When bedwetting isn't an accident

Discussion in 'Parenting News' started by 1 Day At a Time, Jun 5, 2012.

  1. lostofinnocence

    lostofinnocence New Member

    This is marvellous to hear! Time to ramp up the Miralax!!!

    Sent using ConductDisorders mobile app
     
  2. TerryJ2

    TerryJ2 Well-Known Member

    Excellent! Very interesting.

    Irritating that people commented that psyllium is better--I come from the school of "Try One Thing And if it Doesn't Work, Try Something Else." :) It's the concept that an impacted colon is related to bedwetting, then, what to do about it. If the kid has a problem with-Miralax, try psyllium. Sheesh.

    Here's a link if anyone is interested in the difference: http://treato.com/Miralax,Psyllium+Husk/?a=s
     
  3. Old-hand

    Old-hand Member

    One of my sons was a TERRIBLE bed and pants-wetter! He daytime trained by age 3-1/2 years, yet continued to (mostly) bed-wet until he was age 7. Nighttime diapers remained in order for him until he outgrew the largest size baby rubber pants.

    Back in those days... the 1980s, bedwetting was bedwetting, all in a days work for an average mother. No drugs, no magical solutions, no nothing, you just dealt with it.
     
  4. Old-hand

    Old-hand Member

    While we're on the topic of, did anyone else go through an extended period of dealing with nighttime diapers in their home?

    Was it cloth or disposable in your home?
     
  5. kim75062

    kim75062 Member

    I'm currently still buying "big kids" disposables. There the next size up from the biggest pull-ups. My son is 6 (7 this summer) and still a night time wetter. Some days he's dry and most days he's not.

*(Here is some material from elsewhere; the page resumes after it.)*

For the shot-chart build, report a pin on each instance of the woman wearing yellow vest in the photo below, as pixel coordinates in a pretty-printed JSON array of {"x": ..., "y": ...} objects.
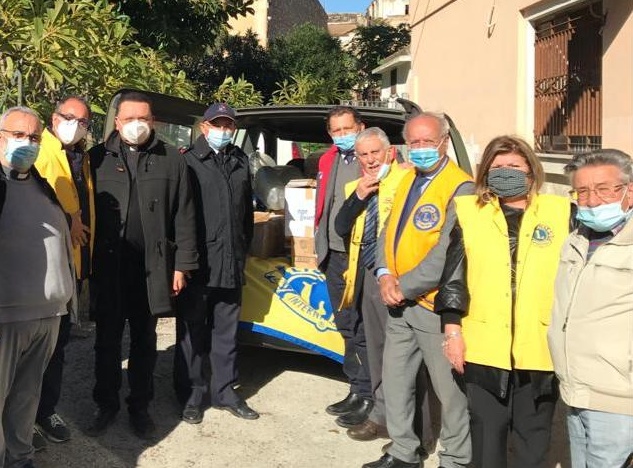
[{"x": 504, "y": 255}]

    I don't worry about it, eventually he will grow out of it or get a job and buy his own lol he takes care of it all himself though.

    He's able to put them on himself and every morning if he was wet he takes it off and gets in the shower. When he's done he checks the sheets, if there's a wet spot he strips his own bed and wipes it with a Lysol wipe.

    He has tried to wash his own sheets before but I prefer not to have to clean up the sudz from all over the garage so that's still a mommy job :)
     
  6. kim75062

    kim75062 Member

    Oh his mattress is still in the factory plastic bag for the last 2 years. We never took it off because of these accidents and he would freak out and refuse to ever sleep there again (he has in the past) if the mattress itself got "full of pee germs" (wet and stained).
     
  7. Old-hand

    Old-hand Member

    Kim. Same went for my son, 99% of the time he would wet through the night, the other 1% he was good.

    I never worried about it overly, but when my son got to be in kindergarten an grade one and was still wetting, that part made me nervous. As far as discipline or punishments went for accidents, I never spanked him for it, unlike a few of my friends who were strict regarding wetting and accidents in their homes.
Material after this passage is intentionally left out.